Dim the Lights, Not the Law

   According to the key contributor to East Hampton Town’s 2006 dark-skies lighting code, East Hampton Town Councilwoman Theresa Quigley is confused about a draft revision of those regulations. While stopping short of accusing her and Town Supervisor Bill Wilkinson of lying, Susan Harder says she checked with an architect who supposedly was consulted on the revisions, and he told her that as far as he knew, he had nothing to do with it. The question of who said what to whom — or did not — obscures the central issue, which is just why and on whose behalf the Republican majority on the town board decided to mess with the lighting law in the first place.
    Attempts to improve 1970s-era protections of the quality of the night sky date back about a decade in East Hampton Town and have their origins in an almost-one-woman effort by Ms.

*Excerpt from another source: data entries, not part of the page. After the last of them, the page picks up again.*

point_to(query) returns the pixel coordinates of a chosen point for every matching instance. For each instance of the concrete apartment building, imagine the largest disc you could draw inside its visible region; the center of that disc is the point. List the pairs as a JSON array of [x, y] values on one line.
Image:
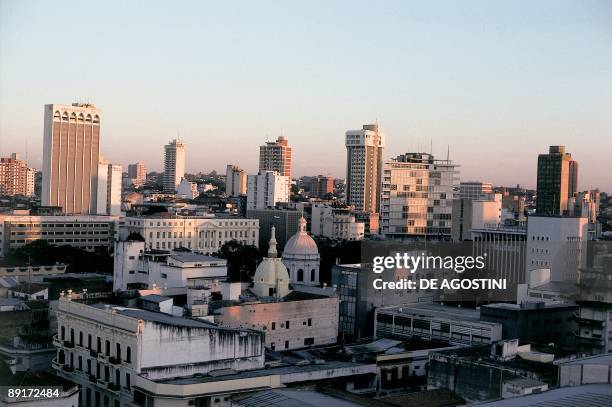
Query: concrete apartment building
[[203, 234], [417, 196], [266, 189], [174, 165], [431, 321], [86, 231], [16, 177], [475, 213], [557, 181], [235, 181], [475, 190], [557, 243], [276, 156], [71, 152], [364, 158]]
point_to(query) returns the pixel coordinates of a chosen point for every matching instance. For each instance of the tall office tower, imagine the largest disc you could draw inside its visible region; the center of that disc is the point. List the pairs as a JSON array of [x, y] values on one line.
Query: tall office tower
[[70, 157], [137, 172], [266, 189], [556, 171], [16, 177], [475, 190], [321, 186], [235, 181], [108, 196], [572, 188], [364, 149], [276, 156], [417, 196], [174, 165]]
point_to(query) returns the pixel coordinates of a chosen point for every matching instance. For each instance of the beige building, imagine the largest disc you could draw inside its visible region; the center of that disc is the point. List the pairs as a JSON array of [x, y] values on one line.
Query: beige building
[[276, 156], [85, 232], [174, 165], [71, 153], [16, 177], [235, 181], [203, 234], [364, 161], [417, 196]]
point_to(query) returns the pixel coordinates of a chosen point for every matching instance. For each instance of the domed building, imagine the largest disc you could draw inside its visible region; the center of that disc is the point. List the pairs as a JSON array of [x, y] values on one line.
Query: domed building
[[271, 277], [301, 257]]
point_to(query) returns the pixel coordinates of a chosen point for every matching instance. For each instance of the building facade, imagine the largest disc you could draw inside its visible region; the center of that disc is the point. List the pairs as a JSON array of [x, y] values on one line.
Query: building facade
[[266, 189], [86, 232], [557, 181], [235, 181], [16, 177], [203, 234], [364, 159], [174, 165], [417, 196], [71, 152], [276, 156]]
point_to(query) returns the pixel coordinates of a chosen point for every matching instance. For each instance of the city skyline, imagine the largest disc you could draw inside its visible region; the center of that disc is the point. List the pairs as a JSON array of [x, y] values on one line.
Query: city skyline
[[496, 110]]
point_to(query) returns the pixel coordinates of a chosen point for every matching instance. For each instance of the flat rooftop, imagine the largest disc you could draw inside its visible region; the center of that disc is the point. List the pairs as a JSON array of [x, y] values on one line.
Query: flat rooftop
[[280, 370], [586, 395], [434, 310]]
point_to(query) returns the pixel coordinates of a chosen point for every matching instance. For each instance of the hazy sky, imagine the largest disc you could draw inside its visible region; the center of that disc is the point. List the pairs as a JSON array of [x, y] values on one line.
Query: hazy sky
[[498, 81]]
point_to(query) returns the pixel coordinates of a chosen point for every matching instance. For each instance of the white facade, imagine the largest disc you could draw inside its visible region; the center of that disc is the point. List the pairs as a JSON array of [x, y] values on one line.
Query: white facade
[[235, 181], [301, 257], [187, 190], [205, 235], [85, 231], [113, 351], [335, 223], [364, 165], [557, 243], [134, 267], [266, 189], [109, 182], [174, 165], [417, 196]]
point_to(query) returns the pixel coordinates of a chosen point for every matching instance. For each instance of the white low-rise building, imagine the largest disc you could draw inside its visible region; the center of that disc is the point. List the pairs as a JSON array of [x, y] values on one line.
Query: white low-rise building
[[134, 267], [203, 234]]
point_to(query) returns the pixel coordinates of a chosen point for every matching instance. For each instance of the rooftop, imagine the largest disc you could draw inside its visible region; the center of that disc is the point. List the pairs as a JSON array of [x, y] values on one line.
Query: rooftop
[[585, 395]]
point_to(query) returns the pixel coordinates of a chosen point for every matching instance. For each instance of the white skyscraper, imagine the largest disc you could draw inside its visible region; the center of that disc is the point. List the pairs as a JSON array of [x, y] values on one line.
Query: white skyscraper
[[71, 152], [364, 150], [174, 165], [108, 199], [266, 189]]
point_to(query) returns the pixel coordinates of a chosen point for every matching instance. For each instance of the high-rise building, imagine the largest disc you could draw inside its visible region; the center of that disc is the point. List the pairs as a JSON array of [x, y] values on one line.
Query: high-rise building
[[475, 190], [266, 189], [557, 181], [235, 181], [321, 186], [138, 173], [174, 165], [108, 196], [417, 196], [70, 157], [364, 158], [16, 177], [276, 156]]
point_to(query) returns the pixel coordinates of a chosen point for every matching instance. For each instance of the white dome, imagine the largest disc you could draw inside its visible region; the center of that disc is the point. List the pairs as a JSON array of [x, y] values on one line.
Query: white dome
[[301, 243]]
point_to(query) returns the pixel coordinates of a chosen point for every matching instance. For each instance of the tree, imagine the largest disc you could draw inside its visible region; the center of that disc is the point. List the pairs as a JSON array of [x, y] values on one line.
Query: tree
[[242, 260]]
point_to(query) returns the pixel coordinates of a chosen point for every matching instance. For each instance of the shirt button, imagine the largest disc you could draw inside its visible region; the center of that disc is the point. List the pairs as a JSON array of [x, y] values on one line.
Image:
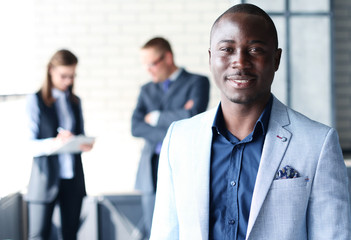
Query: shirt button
[[231, 222]]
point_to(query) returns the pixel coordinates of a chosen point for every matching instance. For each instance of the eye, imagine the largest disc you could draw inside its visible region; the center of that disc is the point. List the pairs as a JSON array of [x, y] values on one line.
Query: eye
[[226, 49], [256, 50]]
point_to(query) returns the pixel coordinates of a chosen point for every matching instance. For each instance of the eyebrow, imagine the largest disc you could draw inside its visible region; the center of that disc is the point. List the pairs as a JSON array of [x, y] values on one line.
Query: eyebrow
[[250, 42]]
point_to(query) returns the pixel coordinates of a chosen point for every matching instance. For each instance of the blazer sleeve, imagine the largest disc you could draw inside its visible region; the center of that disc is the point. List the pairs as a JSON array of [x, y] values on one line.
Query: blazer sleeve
[[140, 128], [199, 93], [36, 147], [328, 214], [165, 220]]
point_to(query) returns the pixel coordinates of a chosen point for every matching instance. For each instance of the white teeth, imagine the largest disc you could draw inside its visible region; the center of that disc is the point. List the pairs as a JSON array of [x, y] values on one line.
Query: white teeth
[[241, 81]]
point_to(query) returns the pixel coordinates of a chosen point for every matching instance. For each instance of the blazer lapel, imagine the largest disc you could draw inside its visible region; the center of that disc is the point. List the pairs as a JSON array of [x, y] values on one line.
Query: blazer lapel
[[276, 143], [201, 177]]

Harder. In 2002, she asked, “Why can’t we get the night sky declared a scenic resource?” After a couple of years’ work, the town as well as East Hampton Village did just that. In the village, a 2004 law that requires lights to be shielded and not directed upward was passed without a fuss. East Hampton Town strengthened its lighting code in 2006, also with minimal complaint. “Keep that lurid orange glow to the west of us,” seemed the consensus.
    However, by 2010, when the last recalcitrant business owners were supposed to comply with the law’s generous “sunset” provisions on offending fixtures, it became a problem. Suddenly, there were objections: The rules supposedly were difficult to understand and compliance would result in inadequate outdoor safety. While the complaints may have been sincere, it is probably more than coincidence that the beefs emerged only when the affected business owners were about to have to pony up for required changes.
    Dark skies, or “smart-lighting” rules like those in place here, are important for several reasons. They preserve the view of the stars and allow for a welcome distinction between night and day when the sky is overcast. Animals — and people — are said to do better when night is night and day is day. An unobscured view of the heavens, if you take a metaphysical view, helps remind us of our place in the universe and encourages study and understanding of the mysteries of the heavens.
     Ms. Quigley appears to be spearheading an effort to completely undermine the East Hampton Town lighting code. As we have editorialized before, if the cost of compliance is the objection for a handful of business owners, the town might offer a bounty on outdated fixtures. Though reasonable adjustments to some of the language in the law may be warranted, there should be no wholesale dumping of the existing regulations.